As the compiler error suggests, you may be missing either a using
directive or an assembly reference.

Unfortunately, the article you are following is wrong. It says the
Collection<T> class is in the System.Collections.Generic namespace, but
it's not.

My guess is that at some point in time, before .NET 2.0 was released,
Collection<T> class was actually in the System.Collections.Generics
namespace, but that it got moved before that version of .NET was
actually released and no one ever fixed the article.

Anyway, you should be able to add the correct using directive -- "using
System.Collections.ObjectModel;" -- to your source code file and get the
compiler error to go away.

> I'm using VS2005. So it looks like it's giving me an error because
> Collection doesn't exist. If I change collection to ICollection it
> gives me 9 errors that states that I haven't implemented
> count,IsReadOnly, CopyTo, etc... in
> Systems.Collections.Generic.ICollection

Sure.

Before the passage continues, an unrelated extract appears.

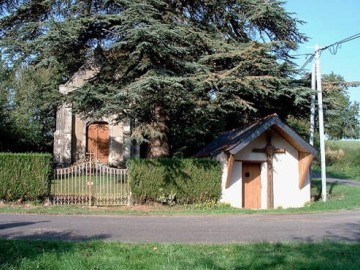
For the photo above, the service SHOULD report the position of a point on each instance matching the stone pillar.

ICollection<T> is completely different from Collection<T>. It's
an interface, and as such a class that is declared as implementing that
interface does in fact have to implement everything in the interface.

But ICollection<T> isn't what the article is talking about. It appears
to me it's referring to the System.Collections.ObjectModel.Collection<T>
class, and so what you really need is the appropriate using directive
(or you could use the fully-qualified name, but I presume you want your
code to look as much as possible like the code in the article).